The Digital Divide: we named it so now we must measure it

Tuesday, March 17th, 2009 by

The International Telecommunications Union (ITU) has just published “Measuring the Information Society” (2009) an ICT Development Index covering the period from 2002 to 2007.   At first sight the top level figures appear encouaging: over 4 billion cell phone subscibers, 1.3 billion land lines, and almost 1.5 billion using the Internet.   But what progress has been made over the past 5 years?   Do more people in the developing world need to use the Internet?   The conclusion of the report is that “the magnitude of the digital divide is almost the same as five years before”.
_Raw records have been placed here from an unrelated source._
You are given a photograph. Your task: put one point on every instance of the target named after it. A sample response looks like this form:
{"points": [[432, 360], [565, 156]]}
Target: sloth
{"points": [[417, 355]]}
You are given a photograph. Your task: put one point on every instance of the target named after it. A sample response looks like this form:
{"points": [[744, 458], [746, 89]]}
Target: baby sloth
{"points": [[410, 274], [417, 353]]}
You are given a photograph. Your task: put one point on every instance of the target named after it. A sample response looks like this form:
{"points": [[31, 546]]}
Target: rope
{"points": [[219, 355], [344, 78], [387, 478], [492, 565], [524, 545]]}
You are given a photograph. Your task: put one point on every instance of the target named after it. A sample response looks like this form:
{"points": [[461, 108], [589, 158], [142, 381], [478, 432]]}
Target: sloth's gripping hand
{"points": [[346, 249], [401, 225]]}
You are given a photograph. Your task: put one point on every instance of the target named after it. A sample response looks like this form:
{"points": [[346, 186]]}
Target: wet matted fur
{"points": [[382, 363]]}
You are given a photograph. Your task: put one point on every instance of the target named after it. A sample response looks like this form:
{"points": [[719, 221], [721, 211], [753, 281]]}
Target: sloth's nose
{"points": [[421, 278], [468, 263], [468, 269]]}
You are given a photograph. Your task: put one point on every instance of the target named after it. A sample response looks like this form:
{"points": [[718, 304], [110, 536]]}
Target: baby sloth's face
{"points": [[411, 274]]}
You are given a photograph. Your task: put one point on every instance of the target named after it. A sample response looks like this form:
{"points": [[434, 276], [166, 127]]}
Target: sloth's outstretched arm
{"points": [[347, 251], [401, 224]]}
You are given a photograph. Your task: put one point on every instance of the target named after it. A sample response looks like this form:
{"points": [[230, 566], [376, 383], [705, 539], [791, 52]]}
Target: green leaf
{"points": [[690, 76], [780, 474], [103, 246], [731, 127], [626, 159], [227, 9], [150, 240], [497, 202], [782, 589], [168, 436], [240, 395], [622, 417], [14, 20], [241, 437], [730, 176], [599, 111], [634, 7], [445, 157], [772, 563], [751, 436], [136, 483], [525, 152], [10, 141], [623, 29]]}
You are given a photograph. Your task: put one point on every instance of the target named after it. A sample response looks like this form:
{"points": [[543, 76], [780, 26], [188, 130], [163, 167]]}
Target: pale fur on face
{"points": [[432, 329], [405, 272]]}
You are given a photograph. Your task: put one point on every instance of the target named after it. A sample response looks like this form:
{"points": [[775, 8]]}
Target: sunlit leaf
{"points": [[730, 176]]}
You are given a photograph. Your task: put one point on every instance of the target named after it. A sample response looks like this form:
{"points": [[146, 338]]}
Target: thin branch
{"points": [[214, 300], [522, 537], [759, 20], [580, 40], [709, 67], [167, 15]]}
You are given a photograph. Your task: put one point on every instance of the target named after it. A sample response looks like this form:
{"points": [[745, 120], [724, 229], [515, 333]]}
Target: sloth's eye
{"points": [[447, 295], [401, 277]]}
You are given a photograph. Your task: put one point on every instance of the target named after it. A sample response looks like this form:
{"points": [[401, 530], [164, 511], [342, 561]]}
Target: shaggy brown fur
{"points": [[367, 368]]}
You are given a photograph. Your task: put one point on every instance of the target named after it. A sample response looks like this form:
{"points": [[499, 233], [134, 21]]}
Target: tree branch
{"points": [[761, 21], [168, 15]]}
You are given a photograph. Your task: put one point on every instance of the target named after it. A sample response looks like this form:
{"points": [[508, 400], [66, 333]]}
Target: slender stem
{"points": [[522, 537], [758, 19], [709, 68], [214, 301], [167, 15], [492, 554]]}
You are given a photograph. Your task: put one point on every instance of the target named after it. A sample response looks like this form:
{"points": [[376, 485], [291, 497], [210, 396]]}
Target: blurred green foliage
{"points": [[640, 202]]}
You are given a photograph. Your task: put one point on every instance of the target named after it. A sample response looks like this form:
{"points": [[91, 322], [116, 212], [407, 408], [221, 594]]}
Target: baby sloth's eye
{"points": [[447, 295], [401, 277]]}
The concept of the “digital divide” has acheived widespread currency over many years and is commonly interpreted as including both access to ICTs and use of the Internet.   The ITU has then taken this broad definition and built a composite index to measure the divide.   The index includes measures relating to mobile phone, fixed lines, and broadband Internet.   For the first time the report now includes measures relating to an “ICT Price Basket” which relates tariffs for different services into one measure and then compares prices to relative income levels.   For example this shows that in the UK broadband costs 0.8% of GNI whilst in Nepal this is 80% of GNI.

It is clear that those countries with relatively low costs of mobile phones have a high use level.   With the direction of the technology heading towards the mobile Internet could it be that voice communications will be the major way in which developing countries increase access to and use of the Internet?
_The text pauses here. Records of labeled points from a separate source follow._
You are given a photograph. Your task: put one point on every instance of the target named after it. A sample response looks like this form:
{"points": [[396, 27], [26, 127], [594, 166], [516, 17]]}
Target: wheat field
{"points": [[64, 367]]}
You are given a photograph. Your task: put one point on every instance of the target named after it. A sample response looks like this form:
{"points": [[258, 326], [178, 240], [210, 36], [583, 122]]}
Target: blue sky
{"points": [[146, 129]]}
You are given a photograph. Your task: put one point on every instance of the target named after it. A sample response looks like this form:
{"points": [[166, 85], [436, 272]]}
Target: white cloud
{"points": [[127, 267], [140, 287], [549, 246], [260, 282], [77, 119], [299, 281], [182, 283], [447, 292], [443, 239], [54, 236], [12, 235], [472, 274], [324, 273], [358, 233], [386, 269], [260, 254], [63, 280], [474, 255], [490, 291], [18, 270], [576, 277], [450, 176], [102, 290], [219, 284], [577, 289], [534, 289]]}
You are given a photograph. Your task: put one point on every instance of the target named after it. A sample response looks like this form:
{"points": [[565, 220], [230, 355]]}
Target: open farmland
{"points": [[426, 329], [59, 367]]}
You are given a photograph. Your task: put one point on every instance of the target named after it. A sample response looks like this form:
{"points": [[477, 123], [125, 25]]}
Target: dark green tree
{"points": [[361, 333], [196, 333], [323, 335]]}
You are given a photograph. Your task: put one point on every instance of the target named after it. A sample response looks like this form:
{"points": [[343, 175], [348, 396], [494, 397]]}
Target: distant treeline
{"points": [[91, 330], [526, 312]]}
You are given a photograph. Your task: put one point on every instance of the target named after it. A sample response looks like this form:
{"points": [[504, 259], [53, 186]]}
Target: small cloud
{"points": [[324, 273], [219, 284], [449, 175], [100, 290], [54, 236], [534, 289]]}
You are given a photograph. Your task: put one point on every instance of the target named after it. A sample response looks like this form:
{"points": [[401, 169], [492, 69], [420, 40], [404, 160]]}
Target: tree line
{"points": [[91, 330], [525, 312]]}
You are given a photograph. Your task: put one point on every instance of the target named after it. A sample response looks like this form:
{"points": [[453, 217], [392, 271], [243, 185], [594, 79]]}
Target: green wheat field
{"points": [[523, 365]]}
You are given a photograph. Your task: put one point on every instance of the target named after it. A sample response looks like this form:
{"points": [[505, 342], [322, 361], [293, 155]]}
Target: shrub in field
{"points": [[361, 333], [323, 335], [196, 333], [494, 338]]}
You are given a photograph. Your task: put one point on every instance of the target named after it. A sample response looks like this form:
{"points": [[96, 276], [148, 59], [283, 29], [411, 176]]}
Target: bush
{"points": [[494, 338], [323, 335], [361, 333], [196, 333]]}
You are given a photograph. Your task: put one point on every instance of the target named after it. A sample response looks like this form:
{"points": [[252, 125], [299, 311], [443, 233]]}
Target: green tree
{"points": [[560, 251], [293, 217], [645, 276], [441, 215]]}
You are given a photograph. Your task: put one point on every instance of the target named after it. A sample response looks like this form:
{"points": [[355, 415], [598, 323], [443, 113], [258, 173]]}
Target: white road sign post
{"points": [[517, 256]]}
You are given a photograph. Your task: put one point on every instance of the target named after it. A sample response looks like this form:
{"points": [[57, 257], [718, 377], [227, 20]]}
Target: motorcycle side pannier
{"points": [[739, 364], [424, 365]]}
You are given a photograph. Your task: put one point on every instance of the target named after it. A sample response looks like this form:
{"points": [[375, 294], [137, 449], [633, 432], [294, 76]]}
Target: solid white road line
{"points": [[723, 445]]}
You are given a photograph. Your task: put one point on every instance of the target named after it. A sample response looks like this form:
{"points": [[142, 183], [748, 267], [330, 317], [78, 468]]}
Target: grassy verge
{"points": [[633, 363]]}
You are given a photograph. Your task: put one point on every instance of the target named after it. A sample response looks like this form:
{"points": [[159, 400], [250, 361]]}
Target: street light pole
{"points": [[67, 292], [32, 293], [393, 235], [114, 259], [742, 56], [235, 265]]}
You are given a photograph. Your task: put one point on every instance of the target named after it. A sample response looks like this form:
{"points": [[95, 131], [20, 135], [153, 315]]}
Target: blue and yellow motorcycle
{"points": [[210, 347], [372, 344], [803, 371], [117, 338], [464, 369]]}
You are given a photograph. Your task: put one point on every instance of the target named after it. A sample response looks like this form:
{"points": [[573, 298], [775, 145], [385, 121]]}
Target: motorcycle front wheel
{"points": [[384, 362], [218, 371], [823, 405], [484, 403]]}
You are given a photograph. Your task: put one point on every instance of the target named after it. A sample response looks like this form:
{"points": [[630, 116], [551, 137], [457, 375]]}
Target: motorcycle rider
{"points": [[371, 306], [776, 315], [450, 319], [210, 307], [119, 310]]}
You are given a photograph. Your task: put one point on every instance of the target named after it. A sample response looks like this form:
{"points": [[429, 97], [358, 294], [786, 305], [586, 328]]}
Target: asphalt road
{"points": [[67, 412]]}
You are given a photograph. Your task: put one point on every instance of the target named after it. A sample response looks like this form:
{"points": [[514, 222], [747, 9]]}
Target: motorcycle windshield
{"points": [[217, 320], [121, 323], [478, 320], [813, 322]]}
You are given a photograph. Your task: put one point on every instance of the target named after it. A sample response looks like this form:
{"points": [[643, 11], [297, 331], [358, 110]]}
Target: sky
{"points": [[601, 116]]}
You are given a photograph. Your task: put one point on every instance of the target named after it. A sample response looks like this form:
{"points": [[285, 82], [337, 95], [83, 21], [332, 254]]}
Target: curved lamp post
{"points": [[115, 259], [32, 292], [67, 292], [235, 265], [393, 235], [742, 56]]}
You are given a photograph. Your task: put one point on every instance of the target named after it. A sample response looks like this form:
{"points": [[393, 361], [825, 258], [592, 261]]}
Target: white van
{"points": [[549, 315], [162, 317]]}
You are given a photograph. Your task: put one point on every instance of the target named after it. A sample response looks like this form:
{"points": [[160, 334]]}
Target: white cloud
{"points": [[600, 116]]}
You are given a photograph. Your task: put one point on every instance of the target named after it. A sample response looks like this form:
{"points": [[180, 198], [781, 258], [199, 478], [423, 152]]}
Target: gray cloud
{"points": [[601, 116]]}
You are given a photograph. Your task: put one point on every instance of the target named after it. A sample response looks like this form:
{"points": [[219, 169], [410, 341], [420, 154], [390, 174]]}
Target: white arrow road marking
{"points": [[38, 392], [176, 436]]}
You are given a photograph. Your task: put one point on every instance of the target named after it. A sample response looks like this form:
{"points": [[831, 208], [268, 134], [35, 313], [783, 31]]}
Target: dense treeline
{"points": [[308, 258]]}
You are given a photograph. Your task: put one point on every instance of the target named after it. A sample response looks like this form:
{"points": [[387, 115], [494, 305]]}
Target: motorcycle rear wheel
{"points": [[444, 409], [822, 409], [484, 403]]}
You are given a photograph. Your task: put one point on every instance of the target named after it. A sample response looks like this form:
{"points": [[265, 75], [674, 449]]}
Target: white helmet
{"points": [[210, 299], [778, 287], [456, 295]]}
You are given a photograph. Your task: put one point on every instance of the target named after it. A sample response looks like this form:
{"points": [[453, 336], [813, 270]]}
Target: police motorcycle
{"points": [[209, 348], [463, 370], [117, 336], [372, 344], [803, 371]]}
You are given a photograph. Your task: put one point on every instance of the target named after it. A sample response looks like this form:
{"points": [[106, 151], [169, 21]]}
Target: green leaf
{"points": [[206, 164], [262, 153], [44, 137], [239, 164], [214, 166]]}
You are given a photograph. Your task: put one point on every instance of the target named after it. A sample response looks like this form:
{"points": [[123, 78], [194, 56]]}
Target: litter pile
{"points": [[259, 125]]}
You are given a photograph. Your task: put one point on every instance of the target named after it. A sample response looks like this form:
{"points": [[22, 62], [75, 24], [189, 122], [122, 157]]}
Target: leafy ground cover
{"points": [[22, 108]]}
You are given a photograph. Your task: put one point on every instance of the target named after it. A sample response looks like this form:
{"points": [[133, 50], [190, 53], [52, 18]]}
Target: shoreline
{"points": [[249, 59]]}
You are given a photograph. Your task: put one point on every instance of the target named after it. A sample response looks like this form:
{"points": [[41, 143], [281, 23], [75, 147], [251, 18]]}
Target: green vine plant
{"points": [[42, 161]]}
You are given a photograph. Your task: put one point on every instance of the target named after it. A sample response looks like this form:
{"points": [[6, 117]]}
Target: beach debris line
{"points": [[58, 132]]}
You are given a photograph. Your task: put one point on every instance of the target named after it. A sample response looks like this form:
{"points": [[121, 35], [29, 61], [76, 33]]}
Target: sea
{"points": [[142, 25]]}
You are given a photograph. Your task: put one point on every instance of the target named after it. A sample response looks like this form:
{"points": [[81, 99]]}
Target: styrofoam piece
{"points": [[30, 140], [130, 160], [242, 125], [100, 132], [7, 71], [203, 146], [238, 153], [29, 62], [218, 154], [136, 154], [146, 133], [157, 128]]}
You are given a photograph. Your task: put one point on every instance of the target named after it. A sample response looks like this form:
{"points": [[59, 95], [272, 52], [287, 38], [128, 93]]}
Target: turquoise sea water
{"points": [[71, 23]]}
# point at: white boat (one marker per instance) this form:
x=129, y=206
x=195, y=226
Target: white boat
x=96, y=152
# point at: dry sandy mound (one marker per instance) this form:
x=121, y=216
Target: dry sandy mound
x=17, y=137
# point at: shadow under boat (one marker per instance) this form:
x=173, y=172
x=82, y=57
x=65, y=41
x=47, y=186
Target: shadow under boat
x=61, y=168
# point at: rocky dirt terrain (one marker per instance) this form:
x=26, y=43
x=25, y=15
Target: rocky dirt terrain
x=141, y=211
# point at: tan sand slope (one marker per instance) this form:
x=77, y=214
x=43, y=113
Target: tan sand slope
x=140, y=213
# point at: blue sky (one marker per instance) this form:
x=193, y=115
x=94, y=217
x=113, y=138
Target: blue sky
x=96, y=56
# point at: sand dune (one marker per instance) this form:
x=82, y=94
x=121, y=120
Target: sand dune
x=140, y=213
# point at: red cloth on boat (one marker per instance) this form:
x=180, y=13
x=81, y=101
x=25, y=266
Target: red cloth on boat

Top 10 Emerging Technologies of 2009: Scores 2 out of 10

Thursday, March 12th, 2009 by

Each year the Technology Review, published by MIT, outlines 10 emerging technologies that will “change the way people live”.   The current (March/April) issue list these technologies and reading it prompted me to ask “which people are going to be changed?”   Almost all of these technologies are aimed at meeting the wants of people living in already rich countries.

Only two out of the 10 technologies have real potential to help developing countries.
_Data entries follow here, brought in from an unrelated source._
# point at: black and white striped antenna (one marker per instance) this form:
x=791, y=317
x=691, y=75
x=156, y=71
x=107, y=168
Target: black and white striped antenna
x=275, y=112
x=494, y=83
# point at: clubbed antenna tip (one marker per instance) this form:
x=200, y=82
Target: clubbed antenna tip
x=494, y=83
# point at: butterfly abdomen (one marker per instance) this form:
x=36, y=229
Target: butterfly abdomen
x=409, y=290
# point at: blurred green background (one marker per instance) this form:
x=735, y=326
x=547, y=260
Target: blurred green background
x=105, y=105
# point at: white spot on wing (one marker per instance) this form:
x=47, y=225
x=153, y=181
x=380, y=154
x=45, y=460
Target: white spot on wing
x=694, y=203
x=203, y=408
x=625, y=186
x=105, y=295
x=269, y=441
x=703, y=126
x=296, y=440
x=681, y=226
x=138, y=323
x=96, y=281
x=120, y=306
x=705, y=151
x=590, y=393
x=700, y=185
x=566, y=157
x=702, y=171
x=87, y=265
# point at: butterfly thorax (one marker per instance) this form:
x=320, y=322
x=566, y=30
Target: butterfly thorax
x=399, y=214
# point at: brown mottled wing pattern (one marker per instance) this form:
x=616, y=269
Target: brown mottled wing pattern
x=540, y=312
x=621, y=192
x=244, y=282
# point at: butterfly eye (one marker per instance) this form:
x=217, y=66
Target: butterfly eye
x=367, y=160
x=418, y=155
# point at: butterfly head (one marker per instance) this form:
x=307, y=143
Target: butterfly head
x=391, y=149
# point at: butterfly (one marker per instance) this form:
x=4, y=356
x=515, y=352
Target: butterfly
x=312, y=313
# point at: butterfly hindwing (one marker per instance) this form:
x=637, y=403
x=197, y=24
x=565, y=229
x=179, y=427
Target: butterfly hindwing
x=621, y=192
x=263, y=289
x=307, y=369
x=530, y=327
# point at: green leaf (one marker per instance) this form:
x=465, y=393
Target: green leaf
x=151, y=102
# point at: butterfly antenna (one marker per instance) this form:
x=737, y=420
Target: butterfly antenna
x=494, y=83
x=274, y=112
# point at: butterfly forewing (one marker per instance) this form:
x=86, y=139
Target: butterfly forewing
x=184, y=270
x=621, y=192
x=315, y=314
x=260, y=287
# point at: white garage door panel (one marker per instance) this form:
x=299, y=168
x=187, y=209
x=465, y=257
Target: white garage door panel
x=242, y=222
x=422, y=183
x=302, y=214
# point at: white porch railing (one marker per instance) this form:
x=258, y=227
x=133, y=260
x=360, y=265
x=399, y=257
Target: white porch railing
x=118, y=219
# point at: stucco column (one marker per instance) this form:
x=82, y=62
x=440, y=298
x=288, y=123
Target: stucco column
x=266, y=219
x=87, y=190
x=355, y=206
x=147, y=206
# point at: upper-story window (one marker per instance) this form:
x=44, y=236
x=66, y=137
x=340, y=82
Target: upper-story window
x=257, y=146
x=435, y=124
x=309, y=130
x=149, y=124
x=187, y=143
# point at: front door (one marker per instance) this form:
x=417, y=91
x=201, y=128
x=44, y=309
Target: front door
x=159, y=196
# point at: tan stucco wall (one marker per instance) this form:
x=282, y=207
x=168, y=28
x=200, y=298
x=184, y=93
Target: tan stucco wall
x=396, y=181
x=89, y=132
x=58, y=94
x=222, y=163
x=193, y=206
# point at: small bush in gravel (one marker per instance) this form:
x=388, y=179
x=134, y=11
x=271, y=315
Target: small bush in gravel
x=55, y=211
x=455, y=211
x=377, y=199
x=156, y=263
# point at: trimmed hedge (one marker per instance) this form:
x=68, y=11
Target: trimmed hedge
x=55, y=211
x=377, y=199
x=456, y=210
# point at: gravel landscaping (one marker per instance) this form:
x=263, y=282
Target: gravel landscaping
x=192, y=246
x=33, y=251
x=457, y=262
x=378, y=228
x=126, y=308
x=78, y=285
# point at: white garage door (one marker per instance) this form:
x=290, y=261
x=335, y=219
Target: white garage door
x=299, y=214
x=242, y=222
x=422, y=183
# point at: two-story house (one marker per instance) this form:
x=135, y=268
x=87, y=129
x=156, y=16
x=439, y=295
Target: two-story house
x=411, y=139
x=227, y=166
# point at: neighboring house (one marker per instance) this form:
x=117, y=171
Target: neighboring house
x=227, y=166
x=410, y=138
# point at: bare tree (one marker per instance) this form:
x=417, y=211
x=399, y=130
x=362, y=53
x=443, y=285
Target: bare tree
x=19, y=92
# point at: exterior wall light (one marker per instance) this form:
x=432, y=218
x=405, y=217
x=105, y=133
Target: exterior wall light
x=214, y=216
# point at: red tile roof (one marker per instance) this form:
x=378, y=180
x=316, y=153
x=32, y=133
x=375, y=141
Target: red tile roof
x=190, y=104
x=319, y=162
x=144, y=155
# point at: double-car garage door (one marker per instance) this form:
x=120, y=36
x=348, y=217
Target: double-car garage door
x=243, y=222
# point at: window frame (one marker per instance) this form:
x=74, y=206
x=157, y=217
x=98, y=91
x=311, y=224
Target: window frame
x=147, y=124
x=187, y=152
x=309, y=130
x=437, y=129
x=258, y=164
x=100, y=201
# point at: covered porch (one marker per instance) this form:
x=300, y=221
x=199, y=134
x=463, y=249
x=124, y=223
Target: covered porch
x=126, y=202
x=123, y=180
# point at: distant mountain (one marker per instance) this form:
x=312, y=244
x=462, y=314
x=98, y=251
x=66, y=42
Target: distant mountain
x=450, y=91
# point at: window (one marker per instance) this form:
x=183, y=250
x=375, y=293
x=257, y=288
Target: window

  • The first is a liquid battery which can allow solar power to be stored and then used at night.  This would be wonderful in Nepal where there are currenly 20 hours each day without power and Kathmandu is dark each night.
  • The second is a HashCashe which is a new method for storing frequently accessed Internet content that could make it cheaper for developing countries using the Net.   The cost of Internet connections in the developing world is high (often in both relative and absolute terms).   So there is a need to make effective use of bandwidth.   HashCache slashes RAM and electricity requirements by roughly a factor of 10.

How long will it be before there is a higher “score” of emerging technologies of relevance to the developing world?   Let us try to make technology relevant to the needs of people to live sustainable lives on the planet.